The best marketing arrangement is, and The Supercoop is perfectly suited for this, to arrange with big, direct consumers to supply their needs regularly and according to specifications. For instance, I know that members of the Kalasag Farmers Producers Cooperative in San Jose City have a producer-consumer formal agreement with fast food chains like Jollibee to supply white onion regularly. I saw Kalasag sorters and the coop's refrigerated truck at work. If the item is always right, the price is always right.

No, The Supercoop should not deal with intermediaries: wholesalers, retailers, agents and brokers, whoever they are and wherever they may be – these middlemen only take care of themselves, their interests, not those of the farmers.

In other words, The Supercoop becomes The Middleman himself.

This is beautiful because, then The Middleman can be involved in specifying design, materials and production methods of the products. He can explore marketing opportunities at no one's expense.

The Middleman can take complete charge of the marketing strategy composed of the 4 Ps: Product, Place, Price, and Promotion. The Product includes quality, design, features, packaging, and customer service (SmallBizConnecttoolkit.smallbiz.nsw.gov.au). The Place is where the consumer can find the product. The Price is what the consumer must pay. The Promotion is the communication of the benefits and value of the products.

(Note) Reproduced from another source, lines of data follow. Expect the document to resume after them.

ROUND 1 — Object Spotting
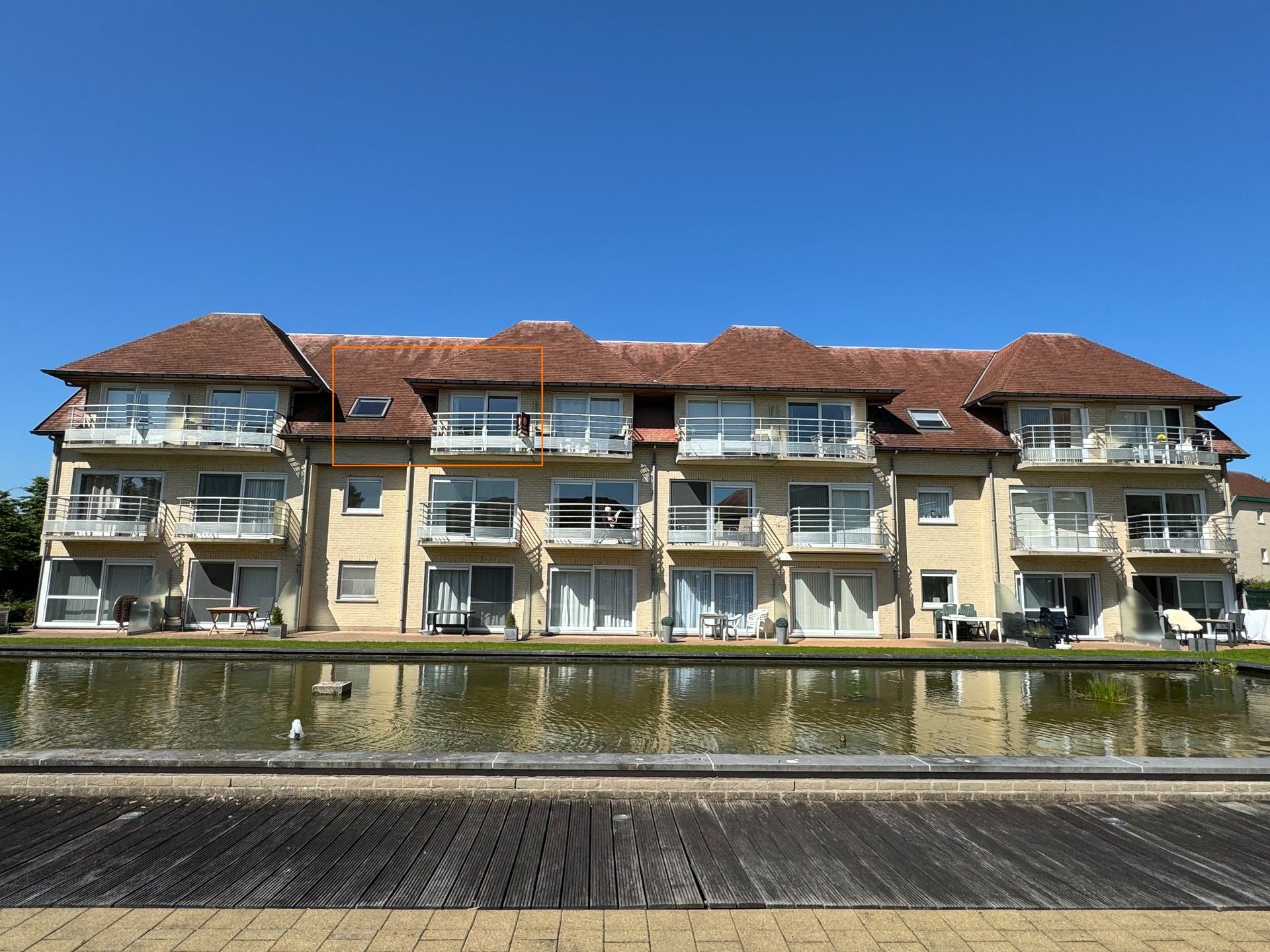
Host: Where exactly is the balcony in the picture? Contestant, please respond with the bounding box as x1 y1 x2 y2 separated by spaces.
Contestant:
1009 509 1120 556
173 496 287 542
1128 514 1240 557
677 416 875 465
665 505 763 548
787 505 892 555
542 502 640 547
64 404 283 453
432 413 631 459
44 494 160 541
1011 424 1219 469
415 501 521 546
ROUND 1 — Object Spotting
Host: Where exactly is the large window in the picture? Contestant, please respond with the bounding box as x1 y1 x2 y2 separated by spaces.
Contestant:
548 566 635 632
40 559 153 627
424 565 515 631
185 560 279 627
671 569 755 631
792 570 878 636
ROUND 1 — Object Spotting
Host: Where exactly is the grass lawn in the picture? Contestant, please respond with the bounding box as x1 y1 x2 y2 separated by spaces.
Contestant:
0 636 1270 664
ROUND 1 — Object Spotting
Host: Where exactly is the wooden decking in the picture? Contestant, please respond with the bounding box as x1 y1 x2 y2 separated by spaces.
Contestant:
0 799 1270 909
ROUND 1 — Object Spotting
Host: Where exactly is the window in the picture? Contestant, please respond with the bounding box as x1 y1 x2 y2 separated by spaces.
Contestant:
344 476 384 516
908 410 952 430
335 563 378 602
922 571 956 608
548 566 635 632
423 565 515 631
917 489 952 524
348 397 392 420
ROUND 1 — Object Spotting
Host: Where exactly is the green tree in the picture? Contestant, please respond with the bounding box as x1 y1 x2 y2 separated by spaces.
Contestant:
0 476 48 578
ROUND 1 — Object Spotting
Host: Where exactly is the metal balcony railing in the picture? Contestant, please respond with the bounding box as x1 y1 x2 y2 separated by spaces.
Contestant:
1128 514 1240 555
432 411 631 456
1011 424 1218 466
667 505 763 546
788 505 890 548
173 496 287 542
542 502 640 546
65 404 283 451
44 494 161 538
677 416 875 462
1009 509 1120 555
415 501 521 545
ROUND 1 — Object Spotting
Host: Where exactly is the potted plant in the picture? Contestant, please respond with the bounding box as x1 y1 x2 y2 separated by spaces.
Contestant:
268 606 287 639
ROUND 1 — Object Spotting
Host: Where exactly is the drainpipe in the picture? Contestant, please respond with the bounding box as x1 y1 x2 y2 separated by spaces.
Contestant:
291 440 312 631
890 450 908 639
649 446 661 637
398 439 414 635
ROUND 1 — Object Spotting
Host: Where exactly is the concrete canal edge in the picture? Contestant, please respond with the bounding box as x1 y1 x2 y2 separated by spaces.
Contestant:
0 750 1270 802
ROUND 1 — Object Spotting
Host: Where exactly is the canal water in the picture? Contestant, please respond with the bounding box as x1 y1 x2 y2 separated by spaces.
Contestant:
0 658 1270 756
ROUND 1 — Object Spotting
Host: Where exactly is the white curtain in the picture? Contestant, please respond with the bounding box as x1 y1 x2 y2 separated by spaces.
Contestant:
671 569 710 631
550 569 591 631
833 575 876 632
595 569 635 631
794 573 829 635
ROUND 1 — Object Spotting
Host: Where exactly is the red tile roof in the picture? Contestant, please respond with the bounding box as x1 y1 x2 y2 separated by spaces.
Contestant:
46 313 321 387
965 334 1236 407
1226 469 1270 499
661 326 897 393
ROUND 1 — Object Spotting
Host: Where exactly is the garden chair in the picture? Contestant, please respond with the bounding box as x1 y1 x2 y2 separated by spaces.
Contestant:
958 604 988 640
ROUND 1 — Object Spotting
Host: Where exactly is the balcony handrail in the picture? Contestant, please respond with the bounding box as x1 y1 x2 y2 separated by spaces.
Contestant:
1009 509 1120 552
46 493 163 522
417 499 521 542
787 505 890 548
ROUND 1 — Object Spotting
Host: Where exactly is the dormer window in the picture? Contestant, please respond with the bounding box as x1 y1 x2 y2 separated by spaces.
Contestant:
908 410 952 430
348 397 392 420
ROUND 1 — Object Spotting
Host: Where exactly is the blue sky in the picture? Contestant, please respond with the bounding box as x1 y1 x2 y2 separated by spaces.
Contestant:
0 0 1270 487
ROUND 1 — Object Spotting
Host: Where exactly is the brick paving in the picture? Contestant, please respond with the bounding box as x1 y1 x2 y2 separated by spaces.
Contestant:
0 909 1270 952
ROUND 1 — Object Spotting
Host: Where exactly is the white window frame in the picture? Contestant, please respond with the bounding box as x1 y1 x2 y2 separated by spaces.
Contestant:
548 565 640 635
341 476 384 516
917 569 960 610
658 565 762 633
788 569 881 639
421 563 513 631
904 406 952 430
335 559 380 604
36 556 155 628
913 486 956 526
344 396 392 420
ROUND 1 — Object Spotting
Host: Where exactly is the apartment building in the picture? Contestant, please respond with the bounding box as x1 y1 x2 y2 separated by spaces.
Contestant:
1227 469 1270 580
34 313 1246 639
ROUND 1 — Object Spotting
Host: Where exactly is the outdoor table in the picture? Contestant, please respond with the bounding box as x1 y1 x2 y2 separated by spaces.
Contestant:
207 606 259 632
425 608 476 637
944 614 1006 643
697 612 732 641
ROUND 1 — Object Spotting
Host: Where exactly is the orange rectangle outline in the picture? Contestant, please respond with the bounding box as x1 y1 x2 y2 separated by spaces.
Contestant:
330 344 548 469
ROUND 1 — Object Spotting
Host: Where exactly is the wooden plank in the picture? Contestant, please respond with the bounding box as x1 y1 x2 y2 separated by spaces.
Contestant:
532 800 569 909
503 800 551 909
612 800 645 909
288 801 410 909
374 800 472 909
560 800 591 909
653 802 705 909
418 800 494 909
587 800 617 909
444 800 512 909
263 797 396 909
472 797 530 909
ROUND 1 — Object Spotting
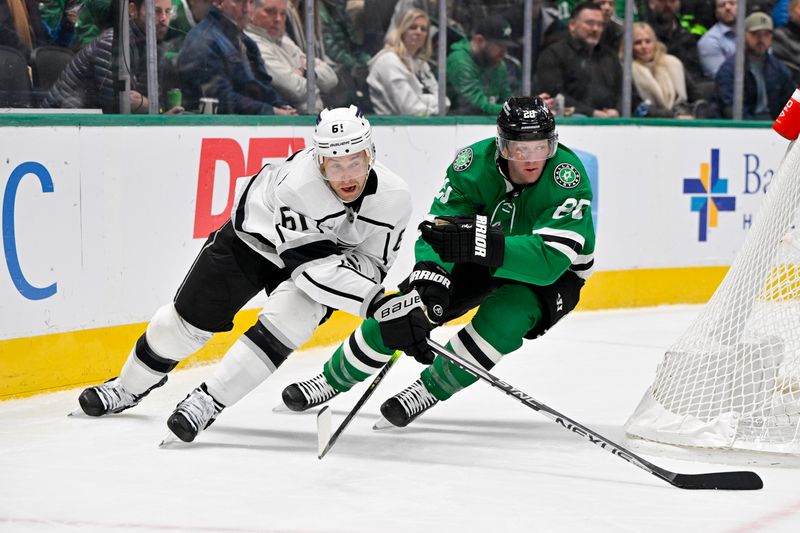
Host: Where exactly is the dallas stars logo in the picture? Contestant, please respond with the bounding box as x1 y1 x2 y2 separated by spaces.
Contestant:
553 163 581 189
453 148 472 172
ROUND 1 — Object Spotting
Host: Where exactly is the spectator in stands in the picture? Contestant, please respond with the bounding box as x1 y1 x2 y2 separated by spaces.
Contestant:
245 0 339 113
39 0 81 47
645 0 703 80
447 15 517 115
503 0 567 80
317 0 372 112
772 0 800 85
42 0 182 113
716 11 795 120
697 0 736 78
75 0 200 47
631 22 692 118
447 0 523 35
178 0 297 115
0 0 57 56
367 9 449 116
534 2 622 117
678 0 717 35
593 0 625 51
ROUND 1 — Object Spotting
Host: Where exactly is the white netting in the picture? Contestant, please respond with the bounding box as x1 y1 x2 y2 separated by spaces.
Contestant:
626 139 800 454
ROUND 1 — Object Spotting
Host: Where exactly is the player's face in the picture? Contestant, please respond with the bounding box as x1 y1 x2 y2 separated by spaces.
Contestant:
322 151 369 202
508 159 547 185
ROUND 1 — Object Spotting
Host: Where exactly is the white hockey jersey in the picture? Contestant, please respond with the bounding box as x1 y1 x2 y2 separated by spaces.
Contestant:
231 148 411 317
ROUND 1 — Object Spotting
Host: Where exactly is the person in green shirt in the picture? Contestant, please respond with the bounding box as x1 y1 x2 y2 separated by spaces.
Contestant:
447 15 517 115
283 97 595 427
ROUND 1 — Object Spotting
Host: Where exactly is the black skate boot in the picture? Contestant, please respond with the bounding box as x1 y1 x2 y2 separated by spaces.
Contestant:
78 376 167 416
167 383 225 442
282 374 339 411
376 380 439 429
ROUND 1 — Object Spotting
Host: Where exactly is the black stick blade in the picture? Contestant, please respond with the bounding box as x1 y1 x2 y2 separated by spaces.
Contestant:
667 471 764 490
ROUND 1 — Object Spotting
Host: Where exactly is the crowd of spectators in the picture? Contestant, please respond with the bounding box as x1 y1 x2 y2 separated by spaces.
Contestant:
0 0 800 120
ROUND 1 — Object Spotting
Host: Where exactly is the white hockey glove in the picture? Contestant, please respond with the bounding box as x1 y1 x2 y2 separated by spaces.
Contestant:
400 261 452 325
369 290 434 365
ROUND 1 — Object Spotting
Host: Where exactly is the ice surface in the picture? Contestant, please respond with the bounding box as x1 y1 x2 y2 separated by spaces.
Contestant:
0 306 800 533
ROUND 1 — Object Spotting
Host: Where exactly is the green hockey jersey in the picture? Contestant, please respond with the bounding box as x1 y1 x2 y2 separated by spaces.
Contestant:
415 138 595 286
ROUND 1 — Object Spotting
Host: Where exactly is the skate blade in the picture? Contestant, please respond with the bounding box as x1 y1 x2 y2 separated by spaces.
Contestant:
272 402 320 415
372 417 400 431
272 402 297 414
317 405 331 459
158 431 183 449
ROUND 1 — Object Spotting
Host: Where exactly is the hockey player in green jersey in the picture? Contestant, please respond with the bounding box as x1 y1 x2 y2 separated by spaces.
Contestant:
283 97 595 427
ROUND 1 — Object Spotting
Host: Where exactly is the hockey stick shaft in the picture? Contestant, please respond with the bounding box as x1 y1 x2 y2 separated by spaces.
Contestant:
318 351 402 459
428 339 763 490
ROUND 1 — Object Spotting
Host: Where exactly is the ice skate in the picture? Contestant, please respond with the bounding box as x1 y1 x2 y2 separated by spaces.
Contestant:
282 374 339 412
78 376 167 416
373 380 439 429
162 383 225 445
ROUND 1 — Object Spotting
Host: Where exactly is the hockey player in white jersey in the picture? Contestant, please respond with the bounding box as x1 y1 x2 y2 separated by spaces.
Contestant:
79 106 430 442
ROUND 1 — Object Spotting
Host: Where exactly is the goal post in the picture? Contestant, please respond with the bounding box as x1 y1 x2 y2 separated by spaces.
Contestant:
625 139 800 458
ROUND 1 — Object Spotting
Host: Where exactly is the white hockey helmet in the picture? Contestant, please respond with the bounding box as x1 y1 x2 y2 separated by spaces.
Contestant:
314 105 375 168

Now then, there is in fact a "new middleman" as termed by Abigail T Cooke of Concurrent Technologies Corporation, USA (isoc.org). This is the electronic middleman, or online marketer. The coop can be himself the online marketer, or hire someone else to do it for the group.

With the Internet and social media at hand, the poor if united can emancipate themselves from the poverty of their thinking and engage in creative thinking to enrich their minds.



If you don't get out of the rut of your thinking that you are a victim, you will never be a victor.